Multi-storey buildings are ever increasingly popular in the construction industry for use as commercial spaces, recreational uses as well as residential uses. As the name suggests, multi-storey buildings are buildings with one or more levels on top of the ground floor level built on top of each. This allows the building size to grow vertically upwards as opposed to single-storey buildings which can only grow in the same level and require more horizontal area to do so. This very characteristic is one of the primary reasons for opting to build upwards as land is a scarce resource in many parts of the world, and increasingly so as industry develops, and population increases. Therefore, for optimal usage of land and increasing productive density, humans have elected to build multi-storey buildings which are able to host a significantly larger amount of useful floor area for the same or slightly larger ground floor area. Multi-storey buildings are classified into various subdivisions based on their height, with low-rise, mid-rise, and high-rise being among the lower end (up to ten storeys) and skyscrapers, supertall, and mega tall structures being on the higher end (exceeding forty storeys and/or 600 metres).

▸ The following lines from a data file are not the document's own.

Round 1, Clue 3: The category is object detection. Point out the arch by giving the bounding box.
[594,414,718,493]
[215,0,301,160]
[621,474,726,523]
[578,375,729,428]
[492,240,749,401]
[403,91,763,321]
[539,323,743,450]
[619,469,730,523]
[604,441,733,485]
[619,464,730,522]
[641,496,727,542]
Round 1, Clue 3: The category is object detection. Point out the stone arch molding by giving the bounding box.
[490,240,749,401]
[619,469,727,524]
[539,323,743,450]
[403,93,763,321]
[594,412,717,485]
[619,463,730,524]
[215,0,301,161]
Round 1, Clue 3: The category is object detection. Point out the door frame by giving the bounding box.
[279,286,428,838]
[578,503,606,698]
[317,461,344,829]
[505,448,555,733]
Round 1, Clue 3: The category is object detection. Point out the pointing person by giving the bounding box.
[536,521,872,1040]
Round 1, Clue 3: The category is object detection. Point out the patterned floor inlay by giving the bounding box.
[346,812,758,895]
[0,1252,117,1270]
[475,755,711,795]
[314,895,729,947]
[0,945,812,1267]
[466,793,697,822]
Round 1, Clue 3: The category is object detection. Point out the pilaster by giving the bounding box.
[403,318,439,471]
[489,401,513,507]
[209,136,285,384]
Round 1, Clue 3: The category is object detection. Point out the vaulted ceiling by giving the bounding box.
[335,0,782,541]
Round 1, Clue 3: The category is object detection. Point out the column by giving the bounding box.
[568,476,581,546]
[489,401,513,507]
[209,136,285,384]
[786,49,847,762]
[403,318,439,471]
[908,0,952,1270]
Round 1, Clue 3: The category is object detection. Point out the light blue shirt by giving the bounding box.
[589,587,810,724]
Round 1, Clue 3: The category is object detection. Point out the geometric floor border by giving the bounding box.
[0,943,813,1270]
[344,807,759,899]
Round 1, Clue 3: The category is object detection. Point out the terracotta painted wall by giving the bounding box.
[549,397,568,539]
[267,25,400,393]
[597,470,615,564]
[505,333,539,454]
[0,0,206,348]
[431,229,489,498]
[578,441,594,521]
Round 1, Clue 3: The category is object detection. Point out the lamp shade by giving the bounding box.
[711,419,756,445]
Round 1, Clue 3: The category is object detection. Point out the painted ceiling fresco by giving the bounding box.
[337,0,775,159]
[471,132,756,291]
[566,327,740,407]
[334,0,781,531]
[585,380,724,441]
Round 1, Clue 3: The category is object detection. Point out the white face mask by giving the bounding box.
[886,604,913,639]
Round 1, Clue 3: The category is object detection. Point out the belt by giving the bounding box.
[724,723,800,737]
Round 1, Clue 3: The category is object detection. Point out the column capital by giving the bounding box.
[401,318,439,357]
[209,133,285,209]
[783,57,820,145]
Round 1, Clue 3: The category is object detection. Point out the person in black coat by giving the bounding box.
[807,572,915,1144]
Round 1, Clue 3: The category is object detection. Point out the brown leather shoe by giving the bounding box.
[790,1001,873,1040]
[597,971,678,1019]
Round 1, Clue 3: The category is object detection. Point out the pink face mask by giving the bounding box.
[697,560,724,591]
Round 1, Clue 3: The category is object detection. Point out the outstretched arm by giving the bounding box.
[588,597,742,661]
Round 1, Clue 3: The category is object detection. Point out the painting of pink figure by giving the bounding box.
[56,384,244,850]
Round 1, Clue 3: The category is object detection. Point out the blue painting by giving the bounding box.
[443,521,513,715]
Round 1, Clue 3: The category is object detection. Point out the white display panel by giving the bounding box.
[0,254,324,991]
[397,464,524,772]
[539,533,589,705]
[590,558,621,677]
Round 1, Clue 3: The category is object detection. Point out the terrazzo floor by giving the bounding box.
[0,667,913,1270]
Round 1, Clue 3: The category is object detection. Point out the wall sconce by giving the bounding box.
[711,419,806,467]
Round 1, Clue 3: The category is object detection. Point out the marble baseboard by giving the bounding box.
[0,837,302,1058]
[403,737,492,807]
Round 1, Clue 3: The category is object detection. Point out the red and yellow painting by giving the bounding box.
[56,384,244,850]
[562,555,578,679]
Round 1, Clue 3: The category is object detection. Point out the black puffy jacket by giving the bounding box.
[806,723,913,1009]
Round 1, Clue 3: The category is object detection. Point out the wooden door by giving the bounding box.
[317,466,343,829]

Multi-storey buildings can be made with generally the same materials as single-storey buildings, although steel is much more viable and cost effective for multi-storey buildings as they have a lower self-weight compared to their load capacity. It is also possible for single storey buildings to be made to allow for second storey building extensions by implementing additional load bearing capacities in the foundation and columns for future use. Several advantages of building multi-storey buildings are described in further detail in this article.
This is the most significant advantage of multi-storey constructions. Land use can be optimised by building upwards as the usable floor space increases with minimal increases to ground floor use. This is especially useful in smaller countries with high population density where land is a scarce resource and also in areas prone to flooding or under threat of rising sea levels. However, it should be noted that extremely high constructions require more space on the ground floor as well due to service lines, foundation construction and other load bearing elements.
Cohesion and Connectivity
This is mostly applicable for commercial spaces and residences where the cohesion of similar businesses and residences in the same building allow the layout of the town or city to be more organised. For example, various shops, schools, and hospitals may be established within the neighbourhood of several residential buildings, which house hundreds of citizens while taking up a fraction of the space, allowing for easier access to these services due to their proximity.
There are, however, disadvantages with building upwards, one of the most significant being the cost. The cost per area is substantially larger for multi-storey buildings due to the materials required and the engineering and architectural expertise. They are also more expensive in terms of operational costs due to the energy usage for building services.